Validation results of lncRNAs predicted to be associated with colorectal neoplasm (Left) and glioma (Right).

Figure 8
figure 8

Validation results of lncRNAs predicted to be associated with stomach neoplasm (Left) and lung neoplasm (Right).

Conclusions and model limitations

Recent research on long noncoding ribonucleic acids (lncRNAs) revealed their involvement in numerous human life activities and a key role in many pathological processes. While many biological experiments have explored the relationship between lncRNAs and diseases, it is still necessary to develop effective predictive models to assist biological experiments and improve experimental efficiency. This study adopted a simple and effective two-layer nearest neighbor model based on a similarity algorithm incorporating potential associations, which was suitable for the data obtained by constructing the adjacency matrix. Unlike other algorithms, it assigned weights to data initially judged to be unrelated and then participated in calculating similarity. This similarity algorithm was experimentally verified to outperform several similar algorithms, being the core of the proposed two-level nearest neighbor model. It screened the neighbors, based on the degree of similarity, as a crucial component of the prediction score. The other three components making up the score were the distance and distance weights between the neighbors. The multilayer model was designed to predict unknown data adequately. Since too many layers would bias the prediction data, it was experimentally verified that two layers provided the optimal model’s performance. The difference in performance produced by different datasets was evident in the comparison experiments. The first comparison experiment introduced miRNA in the similarity calculation, thus improving the similarity calculation accuracy. The results proved that the proposed model provided more accurate predictions when the amount of data was sufficient.
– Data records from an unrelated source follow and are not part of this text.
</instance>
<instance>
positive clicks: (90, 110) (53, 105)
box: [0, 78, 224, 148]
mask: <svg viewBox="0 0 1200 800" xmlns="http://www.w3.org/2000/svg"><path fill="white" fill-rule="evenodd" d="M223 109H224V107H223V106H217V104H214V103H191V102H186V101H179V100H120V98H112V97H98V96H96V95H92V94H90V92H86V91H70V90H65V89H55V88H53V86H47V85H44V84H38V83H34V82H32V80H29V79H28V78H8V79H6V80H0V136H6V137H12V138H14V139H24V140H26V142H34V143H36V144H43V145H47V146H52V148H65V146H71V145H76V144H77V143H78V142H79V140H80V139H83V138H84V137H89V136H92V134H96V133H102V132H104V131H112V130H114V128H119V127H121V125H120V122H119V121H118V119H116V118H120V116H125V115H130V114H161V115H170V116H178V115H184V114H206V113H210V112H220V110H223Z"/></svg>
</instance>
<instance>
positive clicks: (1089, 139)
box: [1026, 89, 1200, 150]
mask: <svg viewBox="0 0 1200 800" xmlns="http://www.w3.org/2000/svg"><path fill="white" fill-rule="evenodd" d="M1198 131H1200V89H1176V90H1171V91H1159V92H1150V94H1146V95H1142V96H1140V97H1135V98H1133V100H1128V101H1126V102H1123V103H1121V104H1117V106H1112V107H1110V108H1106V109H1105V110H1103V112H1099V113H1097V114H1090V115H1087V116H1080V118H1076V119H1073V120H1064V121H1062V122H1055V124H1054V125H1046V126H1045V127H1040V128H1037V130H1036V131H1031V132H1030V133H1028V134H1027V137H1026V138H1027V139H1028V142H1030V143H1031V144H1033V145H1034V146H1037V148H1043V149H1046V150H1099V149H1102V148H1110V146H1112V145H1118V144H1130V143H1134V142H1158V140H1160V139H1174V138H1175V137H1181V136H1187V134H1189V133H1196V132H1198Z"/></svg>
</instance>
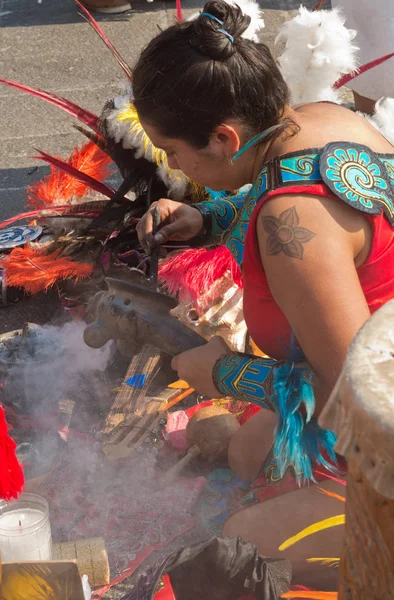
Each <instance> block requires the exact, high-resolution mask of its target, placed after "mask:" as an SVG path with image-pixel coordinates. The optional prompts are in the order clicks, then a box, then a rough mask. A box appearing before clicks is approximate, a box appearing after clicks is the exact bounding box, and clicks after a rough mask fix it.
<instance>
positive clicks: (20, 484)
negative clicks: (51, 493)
mask: <svg viewBox="0 0 394 600" xmlns="http://www.w3.org/2000/svg"><path fill="white" fill-rule="evenodd" d="M24 483H25V478H24V474H23V470H22V467H21V466H20V464H19V462H18V459H17V457H16V443H15V441H14V440H13V439H12V437H11V436H10V435H9V433H8V425H7V421H6V419H5V414H4V409H3V407H2V406H0V498H1V499H2V500H7V502H8V501H10V500H14V499H16V498H18V496H19V494H20V493H21V491H22V488H23V485H24Z"/></svg>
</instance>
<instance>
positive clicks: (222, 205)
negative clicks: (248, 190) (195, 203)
mask: <svg viewBox="0 0 394 600" xmlns="http://www.w3.org/2000/svg"><path fill="white" fill-rule="evenodd" d="M245 197H246V191H245V192H243V193H239V195H235V196H228V197H223V198H221V199H220V200H214V201H212V202H211V201H209V200H208V201H207V202H197V203H196V204H192V205H191V206H193V208H196V209H197V210H198V211H200V213H201V214H202V216H203V220H204V227H205V233H206V235H212V236H218V235H223V233H224V232H225V231H227V229H229V227H231V225H233V223H234V222H235V220H236V218H237V216H238V213H239V211H240V210H241V208H242V207H243V205H244V203H245Z"/></svg>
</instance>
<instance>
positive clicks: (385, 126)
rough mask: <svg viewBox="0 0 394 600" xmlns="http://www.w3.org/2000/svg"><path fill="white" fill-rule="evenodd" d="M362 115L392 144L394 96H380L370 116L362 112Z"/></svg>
mask: <svg viewBox="0 0 394 600" xmlns="http://www.w3.org/2000/svg"><path fill="white" fill-rule="evenodd" d="M359 114H361V113H359ZM362 116H363V117H364V118H365V119H367V121H369V122H370V123H371V124H372V125H373V126H374V127H376V129H377V130H378V131H380V133H381V134H382V135H384V137H385V138H386V139H387V140H388V141H389V142H390V143H391V144H394V98H381V99H380V100H379V101H378V102H377V103H376V105H375V112H374V114H373V116H372V117H371V116H369V115H364V114H363V115H362Z"/></svg>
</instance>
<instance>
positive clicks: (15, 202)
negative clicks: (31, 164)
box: [0, 166, 49, 222]
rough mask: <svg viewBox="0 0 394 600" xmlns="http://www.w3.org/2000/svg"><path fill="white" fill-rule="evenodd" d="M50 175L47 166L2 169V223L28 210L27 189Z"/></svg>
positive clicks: (0, 187)
mask: <svg viewBox="0 0 394 600" xmlns="http://www.w3.org/2000/svg"><path fill="white" fill-rule="evenodd" d="M48 173H49V168H48V167H46V166H42V167H41V166H40V167H30V168H24V169H22V168H21V169H0V222H1V221H4V220H5V219H8V218H10V217H12V216H13V215H15V214H17V213H20V212H23V211H25V210H27V209H26V201H27V194H26V190H27V188H28V187H29V185H32V184H33V183H34V182H35V181H38V180H40V179H42V178H43V177H44V176H45V175H47V174H48Z"/></svg>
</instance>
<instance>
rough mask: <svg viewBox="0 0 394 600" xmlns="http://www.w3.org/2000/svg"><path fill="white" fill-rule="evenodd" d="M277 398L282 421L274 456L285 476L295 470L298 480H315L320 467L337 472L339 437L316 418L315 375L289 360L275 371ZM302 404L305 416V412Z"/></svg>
mask: <svg viewBox="0 0 394 600" xmlns="http://www.w3.org/2000/svg"><path fill="white" fill-rule="evenodd" d="M273 371H274V383H273V395H272V397H271V398H270V400H271V402H272V404H273V405H274V406H275V407H276V413H277V415H278V422H277V426H276V431H275V442H274V456H275V459H276V461H277V464H278V469H279V471H280V473H281V475H284V473H285V471H286V469H288V468H289V467H293V469H294V471H295V476H296V479H297V481H299V482H300V483H301V482H304V481H307V480H312V481H315V479H314V477H313V469H314V467H315V466H316V464H320V465H323V466H324V467H326V468H327V469H329V470H331V471H334V470H335V464H336V462H337V460H336V455H335V452H334V445H335V442H336V439H337V437H336V435H335V433H334V432H332V431H328V430H325V429H322V427H320V425H319V424H318V423H317V420H316V419H315V418H313V417H312V415H313V413H314V410H315V397H314V394H313V387H312V373H311V372H310V371H309V370H308V369H306V368H305V367H296V366H295V365H294V362H291V361H286V362H285V363H283V364H281V365H278V366H277V367H275V368H274V369H273ZM302 405H304V409H305V417H304V416H303V414H302V413H301V408H302Z"/></svg>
While the prediction model heavily relies on the similarity algorithm, its similarity calculation's accuracy also depends on the amount of data. Therefore, the proposed model is extremely sensitive to the data, and the prediction results may vary significantly from one dataset to another. Moreover, similarity calculation requires data with a high correlation, and the closer the correlation, the more accurate the similarity calculation. However, the lncRNAs or target diseases usually have less relevant data, deteriorating the correlation's prediction efficiency. In the follow-up study, we envisage combining miRNAs and proteins. Since lncRNAs generally interact with miRNAs and proteins to participate in various human life activities, the degree of their association is relatively high, and these data can be correlated to improve the model performance. Finally, our similarity calculation method is not complete enough and can only predict whether lncRNA is related to disease, which is still a far shot from screening out lncRNAs that are truly involved in disease formation. Given that lncRNAs have become critical regulators of cancer pathways and biomarkers of various diseases, we also intend to design more reasonable similarity calculation methods from gene expression and survival data to improve the prediction accuracy and use the results in targeted cancer therapy.